- Shopping Bag ( 0 items )
Doody's Review ServiceReviewer: Kevin C Harned , MD (Nephrology Associates of Lexington)
Description: This is a convenient pocket reference for a wide spectrum of issues in nephrology for those new to the field. Each section is easy to read and provides a short summary including a description, clinical features, diagnostic strategies, and treatment options. A plethora of well-placed flow charts, figures, tables and pictures complements the text well.
Purpose: The primary focus of this book is on giving the practitioner a general guide for very common issues in nephrology. In a matter of literally only a few moments, the practitioner can look up a wide assortment of problems and almost immediately see what studies need to be completed next as well as generalized treatment options. This is not to be used as a comprehensive text, but more as a source of timely advice for dealing with the patient in the office or at the patient's bedside. It will also whet the appetite for more information that can be satiated with more specialized sources at a more convenient time.

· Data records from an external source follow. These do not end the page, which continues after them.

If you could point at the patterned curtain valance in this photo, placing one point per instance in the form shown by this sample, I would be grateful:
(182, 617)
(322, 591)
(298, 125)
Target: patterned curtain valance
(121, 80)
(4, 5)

Audience: This book is well suited for medical students on their ward rotations and interns in internal medicine and family practice, as well as general practitioners and nurse practitioners in the office.
Features: The strongest feature of this book is its ability to provide a great deal of immediate, useful information in a short amount of time. The paragraphs are succinct and typically followed by a visual (chart, table, photo) to clarify the message. At the completion of each section is a short "key points" table with the take-home message.
Assessment: This book efficiently delivers basic information in renal disorders. For students and those early in their training, it provides an excellent overview, though this needs to be followed up with research in more complete sources in order to fully learn about the issue at hand. It enables practitioners to start the work-up for a patient promptly while waiting for the definitive consultative service's input. I recommend this book to medical students, residents in internal medicine and family medicine, and general practitioners, including nurse practitioners and physician assistants.